I started Noah on a yeast-free diet shortly after Christmas. The psychiatrist who wrote the book, Feast without Yeast, has an office right here in Wisconsin as well as in California. Brian and I like to try all means possible to help Noah, and we both agreed that this diet would be worth a try. After all, we do see improvement with the gluten-free diet.

Feast without Yeast defines a four-stage process for eliminating yeast from your system. The first stage eliminates certain foods from your diet, the second stage indicates more foods to eliminate, and so on and so forth. Noah also took Nystatin during this time. Nystatin is a medication that rids your body of excess yeast.

About three weeks into the new diet regimen, we noticed that Noah was often "spacing out"; He would just stare for long periods of time at nothing. I also noticed that he was mumbling more, and his language was regressing.

Perhaps this diet works for some children on the spectrum, but I have decided that it is not in the best interest of my child. Noah is now OFF the yeast-free diet, and I have discontinued the Nystatin. I do not regret trying the diet. If I did not try it, I would always wonder if it would have helped. I know now that it does not work for Noah.
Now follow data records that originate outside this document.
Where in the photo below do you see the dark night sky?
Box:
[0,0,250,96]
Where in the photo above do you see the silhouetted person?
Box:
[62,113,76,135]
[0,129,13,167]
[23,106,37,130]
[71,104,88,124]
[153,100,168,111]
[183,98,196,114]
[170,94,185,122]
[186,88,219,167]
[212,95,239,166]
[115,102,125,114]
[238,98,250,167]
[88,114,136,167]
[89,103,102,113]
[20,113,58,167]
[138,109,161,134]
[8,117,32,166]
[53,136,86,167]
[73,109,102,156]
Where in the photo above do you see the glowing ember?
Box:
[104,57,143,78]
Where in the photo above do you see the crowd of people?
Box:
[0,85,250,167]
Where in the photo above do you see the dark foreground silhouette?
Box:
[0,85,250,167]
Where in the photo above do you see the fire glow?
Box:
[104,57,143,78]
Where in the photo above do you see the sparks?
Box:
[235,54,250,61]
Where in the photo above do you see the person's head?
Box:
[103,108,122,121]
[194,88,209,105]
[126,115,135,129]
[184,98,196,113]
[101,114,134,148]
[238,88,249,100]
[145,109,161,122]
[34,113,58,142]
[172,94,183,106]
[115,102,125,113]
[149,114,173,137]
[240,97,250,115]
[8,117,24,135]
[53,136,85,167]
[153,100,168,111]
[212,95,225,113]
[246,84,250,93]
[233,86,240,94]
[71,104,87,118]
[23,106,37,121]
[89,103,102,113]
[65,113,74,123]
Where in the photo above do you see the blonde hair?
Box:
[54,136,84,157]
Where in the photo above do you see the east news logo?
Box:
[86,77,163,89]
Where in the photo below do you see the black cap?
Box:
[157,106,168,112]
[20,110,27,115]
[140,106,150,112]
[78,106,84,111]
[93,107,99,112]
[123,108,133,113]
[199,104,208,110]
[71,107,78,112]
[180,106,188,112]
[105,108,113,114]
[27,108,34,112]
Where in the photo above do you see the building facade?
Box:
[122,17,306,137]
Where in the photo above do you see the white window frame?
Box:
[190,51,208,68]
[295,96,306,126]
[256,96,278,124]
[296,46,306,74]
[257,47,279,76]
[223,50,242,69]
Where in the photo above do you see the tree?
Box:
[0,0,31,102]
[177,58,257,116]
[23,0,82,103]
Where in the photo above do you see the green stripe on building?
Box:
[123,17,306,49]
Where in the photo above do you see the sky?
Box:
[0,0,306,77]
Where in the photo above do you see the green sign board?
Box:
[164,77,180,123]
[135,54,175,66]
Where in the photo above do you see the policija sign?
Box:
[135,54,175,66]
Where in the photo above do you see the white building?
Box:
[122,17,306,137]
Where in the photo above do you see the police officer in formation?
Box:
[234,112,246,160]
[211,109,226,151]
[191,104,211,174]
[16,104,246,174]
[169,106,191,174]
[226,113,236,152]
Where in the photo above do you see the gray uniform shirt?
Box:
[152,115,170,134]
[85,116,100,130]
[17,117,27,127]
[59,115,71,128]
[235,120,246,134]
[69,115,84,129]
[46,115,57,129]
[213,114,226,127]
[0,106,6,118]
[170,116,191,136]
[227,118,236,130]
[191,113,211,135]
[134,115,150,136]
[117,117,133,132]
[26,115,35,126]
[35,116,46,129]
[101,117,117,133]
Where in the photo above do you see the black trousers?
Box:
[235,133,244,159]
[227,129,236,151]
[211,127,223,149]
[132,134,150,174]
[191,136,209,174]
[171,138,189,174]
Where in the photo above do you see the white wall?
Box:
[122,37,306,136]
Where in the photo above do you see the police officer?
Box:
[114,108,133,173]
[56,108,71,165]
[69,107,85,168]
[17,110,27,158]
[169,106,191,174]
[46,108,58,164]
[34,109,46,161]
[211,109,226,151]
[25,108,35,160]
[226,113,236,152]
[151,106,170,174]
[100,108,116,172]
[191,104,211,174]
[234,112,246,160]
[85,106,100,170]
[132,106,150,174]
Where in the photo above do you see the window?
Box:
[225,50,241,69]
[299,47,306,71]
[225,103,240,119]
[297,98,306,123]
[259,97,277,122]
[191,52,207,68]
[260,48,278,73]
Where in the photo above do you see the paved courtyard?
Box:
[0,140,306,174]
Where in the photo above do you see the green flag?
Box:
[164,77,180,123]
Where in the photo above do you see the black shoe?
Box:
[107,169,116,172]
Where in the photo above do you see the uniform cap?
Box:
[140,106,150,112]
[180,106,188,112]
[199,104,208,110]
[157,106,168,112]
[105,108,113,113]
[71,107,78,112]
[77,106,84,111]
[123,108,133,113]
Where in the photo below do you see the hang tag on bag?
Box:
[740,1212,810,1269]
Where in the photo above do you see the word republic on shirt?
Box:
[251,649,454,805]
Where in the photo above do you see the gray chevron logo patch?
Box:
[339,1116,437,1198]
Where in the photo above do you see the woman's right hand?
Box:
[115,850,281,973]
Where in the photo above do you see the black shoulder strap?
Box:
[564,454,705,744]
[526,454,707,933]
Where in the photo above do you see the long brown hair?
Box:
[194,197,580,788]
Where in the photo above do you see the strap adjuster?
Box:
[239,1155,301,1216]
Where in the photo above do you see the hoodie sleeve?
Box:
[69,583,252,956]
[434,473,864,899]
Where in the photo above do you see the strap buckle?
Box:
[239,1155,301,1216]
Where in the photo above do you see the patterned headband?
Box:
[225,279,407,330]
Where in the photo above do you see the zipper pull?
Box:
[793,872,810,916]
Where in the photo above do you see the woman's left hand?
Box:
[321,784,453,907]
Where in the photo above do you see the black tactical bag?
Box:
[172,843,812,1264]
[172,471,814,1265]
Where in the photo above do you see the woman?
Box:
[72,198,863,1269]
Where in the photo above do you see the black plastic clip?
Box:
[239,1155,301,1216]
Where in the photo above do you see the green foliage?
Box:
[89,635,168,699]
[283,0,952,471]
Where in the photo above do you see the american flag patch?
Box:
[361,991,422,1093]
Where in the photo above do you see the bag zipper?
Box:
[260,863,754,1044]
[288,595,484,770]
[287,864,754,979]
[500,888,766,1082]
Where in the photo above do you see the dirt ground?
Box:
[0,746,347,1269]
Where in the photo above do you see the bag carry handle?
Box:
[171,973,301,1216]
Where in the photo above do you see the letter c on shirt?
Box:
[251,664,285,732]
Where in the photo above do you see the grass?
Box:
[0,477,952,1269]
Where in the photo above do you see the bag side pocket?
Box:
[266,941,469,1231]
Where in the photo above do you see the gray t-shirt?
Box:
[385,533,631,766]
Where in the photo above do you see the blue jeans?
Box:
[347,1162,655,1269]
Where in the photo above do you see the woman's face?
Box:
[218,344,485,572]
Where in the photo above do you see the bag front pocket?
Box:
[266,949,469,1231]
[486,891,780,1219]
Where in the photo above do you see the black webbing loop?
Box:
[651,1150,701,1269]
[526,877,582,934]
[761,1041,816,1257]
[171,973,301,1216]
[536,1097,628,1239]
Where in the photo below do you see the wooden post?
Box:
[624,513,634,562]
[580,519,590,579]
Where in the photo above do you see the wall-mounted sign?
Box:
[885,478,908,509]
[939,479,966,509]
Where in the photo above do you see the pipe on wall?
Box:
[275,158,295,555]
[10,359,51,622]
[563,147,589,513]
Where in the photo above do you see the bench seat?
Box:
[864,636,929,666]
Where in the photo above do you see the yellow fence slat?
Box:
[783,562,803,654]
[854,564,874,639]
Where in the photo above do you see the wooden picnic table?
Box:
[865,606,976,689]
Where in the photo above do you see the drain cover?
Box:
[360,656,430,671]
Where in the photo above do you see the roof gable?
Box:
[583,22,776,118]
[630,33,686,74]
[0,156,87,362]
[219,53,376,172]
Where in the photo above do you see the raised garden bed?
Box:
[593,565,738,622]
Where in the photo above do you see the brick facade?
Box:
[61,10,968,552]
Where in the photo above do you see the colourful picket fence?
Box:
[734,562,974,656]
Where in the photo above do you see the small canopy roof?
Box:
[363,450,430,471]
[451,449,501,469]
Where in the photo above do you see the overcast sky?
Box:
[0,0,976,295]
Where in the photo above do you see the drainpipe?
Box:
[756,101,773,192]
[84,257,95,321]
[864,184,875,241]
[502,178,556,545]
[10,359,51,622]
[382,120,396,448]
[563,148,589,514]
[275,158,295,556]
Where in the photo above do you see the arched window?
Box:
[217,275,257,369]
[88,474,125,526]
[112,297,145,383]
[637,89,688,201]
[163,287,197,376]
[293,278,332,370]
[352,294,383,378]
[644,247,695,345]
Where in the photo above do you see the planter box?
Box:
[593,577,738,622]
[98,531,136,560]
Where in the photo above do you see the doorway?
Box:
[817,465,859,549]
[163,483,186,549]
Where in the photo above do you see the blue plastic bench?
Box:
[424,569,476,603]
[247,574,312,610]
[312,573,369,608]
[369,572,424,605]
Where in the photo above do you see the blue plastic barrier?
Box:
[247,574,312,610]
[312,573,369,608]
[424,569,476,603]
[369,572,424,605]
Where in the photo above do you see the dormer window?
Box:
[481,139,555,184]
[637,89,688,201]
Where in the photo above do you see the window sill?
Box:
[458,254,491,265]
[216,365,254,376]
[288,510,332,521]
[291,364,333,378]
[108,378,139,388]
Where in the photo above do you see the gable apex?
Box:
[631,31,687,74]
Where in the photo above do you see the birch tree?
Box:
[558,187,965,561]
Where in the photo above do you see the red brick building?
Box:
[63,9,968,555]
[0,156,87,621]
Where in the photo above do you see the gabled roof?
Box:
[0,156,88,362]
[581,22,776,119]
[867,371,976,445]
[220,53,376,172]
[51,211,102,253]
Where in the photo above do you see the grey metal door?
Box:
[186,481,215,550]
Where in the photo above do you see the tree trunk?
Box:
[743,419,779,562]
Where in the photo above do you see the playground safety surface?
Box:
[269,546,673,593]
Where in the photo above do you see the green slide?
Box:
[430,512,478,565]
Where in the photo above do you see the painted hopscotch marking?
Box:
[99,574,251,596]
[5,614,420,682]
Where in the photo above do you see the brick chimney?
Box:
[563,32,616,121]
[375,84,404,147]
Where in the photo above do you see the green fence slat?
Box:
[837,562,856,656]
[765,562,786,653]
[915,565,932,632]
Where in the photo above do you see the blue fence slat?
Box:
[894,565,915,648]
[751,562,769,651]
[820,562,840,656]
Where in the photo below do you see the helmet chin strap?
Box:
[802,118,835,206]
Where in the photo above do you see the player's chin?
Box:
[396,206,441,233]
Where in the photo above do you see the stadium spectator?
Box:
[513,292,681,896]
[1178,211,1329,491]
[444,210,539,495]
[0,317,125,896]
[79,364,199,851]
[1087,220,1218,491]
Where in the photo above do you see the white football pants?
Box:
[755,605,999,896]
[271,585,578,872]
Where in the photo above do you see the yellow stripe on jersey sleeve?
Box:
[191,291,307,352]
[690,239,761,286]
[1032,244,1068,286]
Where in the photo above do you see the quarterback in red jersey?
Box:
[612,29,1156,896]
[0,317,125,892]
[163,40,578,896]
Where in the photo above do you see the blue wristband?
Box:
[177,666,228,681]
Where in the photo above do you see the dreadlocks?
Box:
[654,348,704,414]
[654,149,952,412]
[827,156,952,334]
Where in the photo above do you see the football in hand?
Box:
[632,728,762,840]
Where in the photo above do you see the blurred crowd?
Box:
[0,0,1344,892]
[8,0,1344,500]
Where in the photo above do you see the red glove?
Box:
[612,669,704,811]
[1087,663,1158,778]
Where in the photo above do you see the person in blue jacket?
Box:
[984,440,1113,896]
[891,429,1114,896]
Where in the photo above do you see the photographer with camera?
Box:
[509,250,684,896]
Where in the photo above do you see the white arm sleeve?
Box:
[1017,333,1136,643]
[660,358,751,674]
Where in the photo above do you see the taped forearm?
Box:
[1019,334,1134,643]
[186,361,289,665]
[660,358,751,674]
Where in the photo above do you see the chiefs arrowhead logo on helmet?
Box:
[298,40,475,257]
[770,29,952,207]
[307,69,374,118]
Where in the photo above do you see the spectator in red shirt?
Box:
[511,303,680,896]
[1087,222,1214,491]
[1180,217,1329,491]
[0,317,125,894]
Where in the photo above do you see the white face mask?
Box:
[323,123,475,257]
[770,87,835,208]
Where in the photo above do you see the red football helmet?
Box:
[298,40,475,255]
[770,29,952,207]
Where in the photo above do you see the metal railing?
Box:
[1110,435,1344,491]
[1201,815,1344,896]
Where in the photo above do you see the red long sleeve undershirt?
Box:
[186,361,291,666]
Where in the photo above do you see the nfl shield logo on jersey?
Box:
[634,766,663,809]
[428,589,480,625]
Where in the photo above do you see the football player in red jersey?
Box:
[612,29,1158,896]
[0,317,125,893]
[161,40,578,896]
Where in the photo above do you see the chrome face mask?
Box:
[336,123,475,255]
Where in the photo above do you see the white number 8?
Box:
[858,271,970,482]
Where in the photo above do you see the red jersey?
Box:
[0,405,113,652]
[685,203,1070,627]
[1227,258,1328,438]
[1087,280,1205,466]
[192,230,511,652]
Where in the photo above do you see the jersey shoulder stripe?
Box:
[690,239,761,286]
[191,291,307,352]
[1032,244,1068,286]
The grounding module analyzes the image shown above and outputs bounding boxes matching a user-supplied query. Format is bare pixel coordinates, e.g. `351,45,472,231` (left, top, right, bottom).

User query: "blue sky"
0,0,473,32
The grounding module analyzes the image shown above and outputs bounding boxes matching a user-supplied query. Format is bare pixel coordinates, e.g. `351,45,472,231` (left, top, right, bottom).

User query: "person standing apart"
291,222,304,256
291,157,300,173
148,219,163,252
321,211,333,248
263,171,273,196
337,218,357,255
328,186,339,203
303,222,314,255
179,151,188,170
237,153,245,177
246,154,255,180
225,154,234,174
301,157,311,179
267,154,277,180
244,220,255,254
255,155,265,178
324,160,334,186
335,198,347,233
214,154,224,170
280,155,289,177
Well, I am off to do more research on the next thing we may try, whatever it is.....

Sunday, January 11, 2009

SANTA!!!


Christmas still has that magical feeling in our house. The children continue to believe in Santa, and anxiously await his arrival on Christmas morning. This year, Noah sat on Santa's lap and asked for a movie (no surprise!). He did get the movie he asked for, but also a new bike.

Noah had finally learned after 2 years of lessons from therapists, Brian, and myself to ride a two-wheel bike this past summer. His knees, however, were practically touching his chin as he would ride it. We weren't sure how he would react to a new bike because he often likes everything to stay as is.....no changes. A new bike means a big change. Bigger petals, bigger seat, bigger wheels, and most importantly, further from the ground! Noah was actually really excited about the bike. We look forward to this Spring when we can get outside and try it out.

So many changes. He is getting so big. He is making progress. I look forward to the new year, with hope that we continue to embrace the changes.